Sometimes you need to generate sample data, like random data for tests. Sometimes you need to generate it with huge amount of code you have in your ORM mappings, just because an architect decided that all the logic needs to be stored in the ORM, and the database should be just a dummy data container. The real reason is not important - the problem is: let’s generate lots of, millions of rows, for a sample table from ORM mappings.
Sometimes the data is read from a file, but due to business logic kept in ORM, you need to load the data from file to ORM and then save the millions of ORM objects to database.

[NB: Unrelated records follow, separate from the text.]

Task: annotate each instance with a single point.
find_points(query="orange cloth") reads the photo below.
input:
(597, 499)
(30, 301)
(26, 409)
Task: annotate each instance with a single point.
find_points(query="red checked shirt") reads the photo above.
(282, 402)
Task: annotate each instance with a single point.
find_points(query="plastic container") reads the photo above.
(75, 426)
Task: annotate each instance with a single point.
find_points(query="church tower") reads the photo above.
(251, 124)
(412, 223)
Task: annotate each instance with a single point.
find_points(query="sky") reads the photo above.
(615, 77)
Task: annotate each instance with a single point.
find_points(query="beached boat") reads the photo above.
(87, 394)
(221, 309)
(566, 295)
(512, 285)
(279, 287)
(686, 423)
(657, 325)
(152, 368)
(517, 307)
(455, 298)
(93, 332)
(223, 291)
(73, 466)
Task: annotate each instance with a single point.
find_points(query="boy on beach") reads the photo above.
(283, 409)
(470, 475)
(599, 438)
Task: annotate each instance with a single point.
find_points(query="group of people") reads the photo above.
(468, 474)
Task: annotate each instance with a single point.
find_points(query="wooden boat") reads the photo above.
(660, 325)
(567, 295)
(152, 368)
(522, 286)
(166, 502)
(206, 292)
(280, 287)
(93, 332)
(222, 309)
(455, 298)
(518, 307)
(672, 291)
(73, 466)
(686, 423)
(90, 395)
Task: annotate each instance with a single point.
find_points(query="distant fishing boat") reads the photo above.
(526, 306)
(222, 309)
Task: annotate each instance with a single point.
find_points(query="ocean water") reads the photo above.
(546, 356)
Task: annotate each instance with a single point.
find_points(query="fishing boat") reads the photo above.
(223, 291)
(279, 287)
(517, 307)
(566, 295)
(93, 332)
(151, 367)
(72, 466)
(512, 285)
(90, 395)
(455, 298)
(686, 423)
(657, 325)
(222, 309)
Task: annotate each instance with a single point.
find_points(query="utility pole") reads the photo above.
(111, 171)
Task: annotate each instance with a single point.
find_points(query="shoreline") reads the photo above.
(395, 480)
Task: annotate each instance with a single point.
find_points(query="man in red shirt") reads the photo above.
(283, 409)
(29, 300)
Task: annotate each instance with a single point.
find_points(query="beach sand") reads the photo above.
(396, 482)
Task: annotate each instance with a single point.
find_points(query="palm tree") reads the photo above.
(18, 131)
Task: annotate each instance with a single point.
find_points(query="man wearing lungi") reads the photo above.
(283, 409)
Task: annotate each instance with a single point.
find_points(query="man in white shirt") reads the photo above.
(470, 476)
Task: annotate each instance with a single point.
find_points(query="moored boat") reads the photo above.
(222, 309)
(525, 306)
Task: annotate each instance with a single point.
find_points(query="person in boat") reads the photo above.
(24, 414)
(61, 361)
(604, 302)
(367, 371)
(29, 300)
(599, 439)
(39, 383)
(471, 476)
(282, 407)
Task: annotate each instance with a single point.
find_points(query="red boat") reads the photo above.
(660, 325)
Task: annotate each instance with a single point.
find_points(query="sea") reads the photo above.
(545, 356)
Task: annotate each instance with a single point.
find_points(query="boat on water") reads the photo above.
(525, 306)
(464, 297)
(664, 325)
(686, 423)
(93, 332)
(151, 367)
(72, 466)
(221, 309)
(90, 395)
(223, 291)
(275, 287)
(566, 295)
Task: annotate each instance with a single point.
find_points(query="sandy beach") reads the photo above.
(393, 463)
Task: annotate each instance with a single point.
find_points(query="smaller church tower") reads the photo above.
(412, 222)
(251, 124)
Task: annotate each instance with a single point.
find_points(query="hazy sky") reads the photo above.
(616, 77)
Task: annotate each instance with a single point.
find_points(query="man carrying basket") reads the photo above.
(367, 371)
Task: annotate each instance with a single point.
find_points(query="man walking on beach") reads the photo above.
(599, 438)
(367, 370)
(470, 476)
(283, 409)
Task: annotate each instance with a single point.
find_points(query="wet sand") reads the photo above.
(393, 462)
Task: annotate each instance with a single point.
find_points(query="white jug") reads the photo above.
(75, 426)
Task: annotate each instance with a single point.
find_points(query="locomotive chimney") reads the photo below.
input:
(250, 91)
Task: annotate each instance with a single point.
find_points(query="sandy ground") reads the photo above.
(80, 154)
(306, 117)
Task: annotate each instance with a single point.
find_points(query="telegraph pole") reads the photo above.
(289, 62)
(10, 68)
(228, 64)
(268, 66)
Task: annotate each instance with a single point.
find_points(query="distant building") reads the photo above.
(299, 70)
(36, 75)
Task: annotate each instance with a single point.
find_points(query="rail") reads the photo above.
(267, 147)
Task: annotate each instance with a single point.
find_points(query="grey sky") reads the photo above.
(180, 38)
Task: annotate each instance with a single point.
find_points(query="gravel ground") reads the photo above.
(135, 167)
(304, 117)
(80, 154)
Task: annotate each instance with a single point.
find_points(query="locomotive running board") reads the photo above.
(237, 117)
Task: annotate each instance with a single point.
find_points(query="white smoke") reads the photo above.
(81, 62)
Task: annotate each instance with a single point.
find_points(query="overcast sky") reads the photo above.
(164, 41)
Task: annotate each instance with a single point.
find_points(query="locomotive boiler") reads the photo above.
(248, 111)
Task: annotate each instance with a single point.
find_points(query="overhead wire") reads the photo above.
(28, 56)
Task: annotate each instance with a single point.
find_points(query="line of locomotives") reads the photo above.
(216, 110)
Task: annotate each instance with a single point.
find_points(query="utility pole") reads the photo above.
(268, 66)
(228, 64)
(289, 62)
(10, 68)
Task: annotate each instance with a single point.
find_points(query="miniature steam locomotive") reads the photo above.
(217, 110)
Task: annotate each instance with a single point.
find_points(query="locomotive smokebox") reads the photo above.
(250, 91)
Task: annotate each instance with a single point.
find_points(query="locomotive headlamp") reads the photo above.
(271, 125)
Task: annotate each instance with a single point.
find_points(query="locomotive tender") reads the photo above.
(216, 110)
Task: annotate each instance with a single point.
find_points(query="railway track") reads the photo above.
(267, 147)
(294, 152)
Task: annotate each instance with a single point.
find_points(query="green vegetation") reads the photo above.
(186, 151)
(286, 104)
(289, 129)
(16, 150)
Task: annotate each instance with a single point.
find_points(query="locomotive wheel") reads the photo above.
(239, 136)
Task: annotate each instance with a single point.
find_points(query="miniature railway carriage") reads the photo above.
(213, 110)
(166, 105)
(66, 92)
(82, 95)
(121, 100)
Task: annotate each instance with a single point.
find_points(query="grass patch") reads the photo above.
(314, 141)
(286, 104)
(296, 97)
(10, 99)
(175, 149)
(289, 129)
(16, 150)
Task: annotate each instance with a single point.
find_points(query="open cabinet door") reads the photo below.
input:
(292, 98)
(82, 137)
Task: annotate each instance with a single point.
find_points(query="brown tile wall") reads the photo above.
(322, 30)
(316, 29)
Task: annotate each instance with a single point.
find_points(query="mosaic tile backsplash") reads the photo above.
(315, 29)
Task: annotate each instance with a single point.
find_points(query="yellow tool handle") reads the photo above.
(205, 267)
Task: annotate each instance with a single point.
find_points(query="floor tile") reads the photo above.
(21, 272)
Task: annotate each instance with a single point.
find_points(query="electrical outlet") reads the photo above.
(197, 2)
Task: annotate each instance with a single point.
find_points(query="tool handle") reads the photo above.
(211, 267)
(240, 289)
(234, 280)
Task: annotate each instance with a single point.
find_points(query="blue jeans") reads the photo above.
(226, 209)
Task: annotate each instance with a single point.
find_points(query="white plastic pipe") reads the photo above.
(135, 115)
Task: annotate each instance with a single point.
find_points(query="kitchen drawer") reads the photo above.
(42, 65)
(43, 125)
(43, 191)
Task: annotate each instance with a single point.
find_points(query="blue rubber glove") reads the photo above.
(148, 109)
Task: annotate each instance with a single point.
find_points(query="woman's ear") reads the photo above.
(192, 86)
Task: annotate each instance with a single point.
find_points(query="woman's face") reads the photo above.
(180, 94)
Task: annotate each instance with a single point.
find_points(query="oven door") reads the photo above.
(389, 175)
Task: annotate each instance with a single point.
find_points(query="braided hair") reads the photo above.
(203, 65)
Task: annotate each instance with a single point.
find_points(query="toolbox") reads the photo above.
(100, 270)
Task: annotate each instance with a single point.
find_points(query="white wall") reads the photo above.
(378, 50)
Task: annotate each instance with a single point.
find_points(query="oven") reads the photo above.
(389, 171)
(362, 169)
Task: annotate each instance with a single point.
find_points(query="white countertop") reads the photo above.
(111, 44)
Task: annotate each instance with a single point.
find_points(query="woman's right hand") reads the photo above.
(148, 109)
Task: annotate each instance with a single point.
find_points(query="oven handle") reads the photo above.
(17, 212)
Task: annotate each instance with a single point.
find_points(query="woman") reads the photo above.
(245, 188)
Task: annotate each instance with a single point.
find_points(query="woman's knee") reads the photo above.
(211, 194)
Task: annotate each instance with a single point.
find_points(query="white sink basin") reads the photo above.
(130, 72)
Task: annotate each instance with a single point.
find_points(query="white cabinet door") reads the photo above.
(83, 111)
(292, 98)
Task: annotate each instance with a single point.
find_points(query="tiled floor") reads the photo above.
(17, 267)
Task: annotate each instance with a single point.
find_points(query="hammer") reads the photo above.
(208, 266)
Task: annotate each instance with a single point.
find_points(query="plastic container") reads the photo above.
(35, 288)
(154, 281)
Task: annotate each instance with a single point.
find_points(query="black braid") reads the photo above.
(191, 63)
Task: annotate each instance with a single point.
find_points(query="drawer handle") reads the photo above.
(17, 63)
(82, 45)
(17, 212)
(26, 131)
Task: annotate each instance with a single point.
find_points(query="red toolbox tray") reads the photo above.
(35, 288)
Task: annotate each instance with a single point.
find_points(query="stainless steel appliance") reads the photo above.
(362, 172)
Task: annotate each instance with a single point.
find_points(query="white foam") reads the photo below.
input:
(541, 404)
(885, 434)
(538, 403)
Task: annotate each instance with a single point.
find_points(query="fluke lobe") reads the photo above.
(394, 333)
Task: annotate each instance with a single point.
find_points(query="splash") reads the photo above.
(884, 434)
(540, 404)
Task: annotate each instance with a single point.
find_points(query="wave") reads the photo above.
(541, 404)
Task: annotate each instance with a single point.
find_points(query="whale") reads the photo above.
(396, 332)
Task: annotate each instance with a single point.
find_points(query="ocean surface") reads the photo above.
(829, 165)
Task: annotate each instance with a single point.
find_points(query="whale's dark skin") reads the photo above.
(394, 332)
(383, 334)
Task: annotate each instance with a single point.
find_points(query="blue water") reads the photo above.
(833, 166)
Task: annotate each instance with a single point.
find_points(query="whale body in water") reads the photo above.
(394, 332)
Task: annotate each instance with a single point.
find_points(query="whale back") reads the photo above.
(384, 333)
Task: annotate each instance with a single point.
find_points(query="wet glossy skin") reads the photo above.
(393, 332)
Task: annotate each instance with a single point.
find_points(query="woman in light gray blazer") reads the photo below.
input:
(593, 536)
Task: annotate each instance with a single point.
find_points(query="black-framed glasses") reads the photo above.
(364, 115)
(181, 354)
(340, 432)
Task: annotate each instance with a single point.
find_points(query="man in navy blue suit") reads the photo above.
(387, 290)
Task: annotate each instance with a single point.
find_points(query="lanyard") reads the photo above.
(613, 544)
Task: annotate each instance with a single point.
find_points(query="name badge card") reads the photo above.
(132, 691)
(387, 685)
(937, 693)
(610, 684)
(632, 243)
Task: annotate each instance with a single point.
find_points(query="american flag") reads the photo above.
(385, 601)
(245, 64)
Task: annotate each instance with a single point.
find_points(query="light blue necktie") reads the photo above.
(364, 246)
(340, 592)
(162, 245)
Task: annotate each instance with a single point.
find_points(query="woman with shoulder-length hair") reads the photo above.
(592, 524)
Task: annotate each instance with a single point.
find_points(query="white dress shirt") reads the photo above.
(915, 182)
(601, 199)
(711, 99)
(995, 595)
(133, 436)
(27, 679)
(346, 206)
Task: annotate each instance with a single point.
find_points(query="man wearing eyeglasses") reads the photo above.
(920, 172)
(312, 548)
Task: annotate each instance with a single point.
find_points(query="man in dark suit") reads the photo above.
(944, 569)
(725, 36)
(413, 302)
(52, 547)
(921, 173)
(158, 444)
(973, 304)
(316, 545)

This can be done in many different ways, but here I will concentrate on making that as fast as possible.
I will use PostgreSQL and SQLAlchemy (with psycopg2) for ORM, so all the code will be implemented in Python. I will create a couple of functions, each implementing another solution for saving the data to the database, and I will test them using 10k and 100k of generated ORM objects.
The table I used is quite simple, just a simplified blog post:
CREATE TABLE posts ( id SERIAL PRIMARY KEY, title TEXT NOT NULL, body TEXT NOT NULL, payload TEXT NOT NULL );
SQLAlchemy MappingI'm using SQLAlchemy for ORM, so I need a mapping, I will use this simple one:
class BlogPost(Base): __tablename__ = "posts" id = Column(Integer, primary_key=True) title = Column(Text) body = Column(Text) payload = Column(Text)
The payload field is just to make the object bigger, to simulate real life where objects can be much more complicated, and thus slower to save to the database.
Generating Random Object
The main idea for this test is to have a randomly generated object, however what I really check is the database speed, and the whole randomness is used at the client side, so having a randomly generated object doesn’t really matter at this moment. The overhead of a fully random function is the same regardless of the method of saving the data to the database. So instead of randomly generating the object, I will use a static one, with static data, and I will use the function below:
TITLE = "title" * 1764 BODY = "body" * 1764 PAYLOAD = "dummy data" * 1764 def generate_random_post(): "Generates a kind of random blog post" return BlogPost(title=TITLE, body=BODY, payload=PAYLOAD)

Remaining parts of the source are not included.